6. If the researcher asserts that X caused Y, does s/he control for other factors that might be expected to influence the outcome?

a. Simple bivariate analyses are far more prone to biases than are regression analyses with suitable controls, which tend to be quite robust, even for biased samples.

b. How important are exact estimates to the researcher’s findings? The more research depends on a specific figure (e.g., the number of Jews in the United States), the more vulnerable it is to shortcomings in data collection.

c. Did the researcher omit any relevant explanatory variables? First, were there any topics asked about that weren’t included in the analysis? (Typically, where a variable is not significant, a researcher will say something like “X, Y, and Z did not have a significant effect and are omitted; model not shown.”) Second, were there any potentially relevant explanatory variables omitted? If so, what explanatory variables included in the analysis might be picking up the omitted variables’ effects?

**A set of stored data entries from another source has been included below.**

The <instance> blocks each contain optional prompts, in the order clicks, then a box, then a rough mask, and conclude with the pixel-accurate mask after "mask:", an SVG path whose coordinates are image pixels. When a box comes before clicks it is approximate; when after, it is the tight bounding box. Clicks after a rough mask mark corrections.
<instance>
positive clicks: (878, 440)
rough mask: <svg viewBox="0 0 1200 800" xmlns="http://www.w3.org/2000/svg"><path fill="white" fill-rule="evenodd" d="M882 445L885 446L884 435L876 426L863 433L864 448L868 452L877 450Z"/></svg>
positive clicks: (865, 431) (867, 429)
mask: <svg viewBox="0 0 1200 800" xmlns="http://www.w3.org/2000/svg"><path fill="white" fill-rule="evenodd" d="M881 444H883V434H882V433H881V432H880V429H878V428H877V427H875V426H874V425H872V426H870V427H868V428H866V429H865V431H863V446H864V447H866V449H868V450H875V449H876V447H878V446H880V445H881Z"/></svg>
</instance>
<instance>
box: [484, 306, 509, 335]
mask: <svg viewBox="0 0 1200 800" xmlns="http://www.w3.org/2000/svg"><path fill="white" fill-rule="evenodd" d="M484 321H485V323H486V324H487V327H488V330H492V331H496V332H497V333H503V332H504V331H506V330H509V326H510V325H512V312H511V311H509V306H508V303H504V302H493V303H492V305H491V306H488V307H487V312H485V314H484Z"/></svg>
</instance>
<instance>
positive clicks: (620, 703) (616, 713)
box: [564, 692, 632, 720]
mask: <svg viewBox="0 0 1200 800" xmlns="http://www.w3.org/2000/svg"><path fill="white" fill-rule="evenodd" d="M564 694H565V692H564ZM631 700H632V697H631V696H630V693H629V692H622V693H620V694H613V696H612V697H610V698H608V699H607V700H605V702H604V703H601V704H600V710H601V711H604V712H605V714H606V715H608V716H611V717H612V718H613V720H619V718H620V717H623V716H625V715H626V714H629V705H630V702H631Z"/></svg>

d. Does the researcher report whether effects were statistically significant? This is especially important where sample sizes are small. (Note that statistical significance isn’t appropriate in cases where all relevant units were surveyed, like many Birthright reports, or for convenience and other nonprobability samples.)

e. If the sample size is very large, are the effects reported large enough to be meaningful?

7. For evaluation research on the effectiveness of a program or policy:

a. How does the researcher estimate the program effect? In declining order of rigor, these are:

i. True experiments that randomly allocate individuals or other units like communities into treatment or control groups.

ii. Quasi-experimental designs that have nonrandom treatment and control groups and measure outcomes before and after the treatment intervention begins. Does the researcher document whether systematic differences exist between treatment and control groups? If there are differences, what steps does the researcher take to take account of these?

iii. Quasi-experimental designs that either measure participants before and after the treatment but do not have a control group or measure treatment and control groups only after intervention. For participant-only pre/post designs, are there other factors such as aging or a major event like a terrorist attack that could also explain the results? For treatment and control post-only designs, does the researcher model the characteristics of the groups and control for them when analyzing outcomes.

iv. Treatment-only post-only designs that ask retrospective questions about attitudes and behavior. Are the events being recalled memorable? Is there a reason to believe that respondents may have recall errors, like telescoping events?

v. Treatment-only post-only designs that ask about program satisfaction and self-perceptions of program effect. These are very weak.

b. Does the researcher generalize about the program’s effect beyond the type of people who actually participated? For instance, does a study of a program of outreach to intermarried Reform synagogue members claim that the program will work for all intermarried families? Is this a reasonable assumption?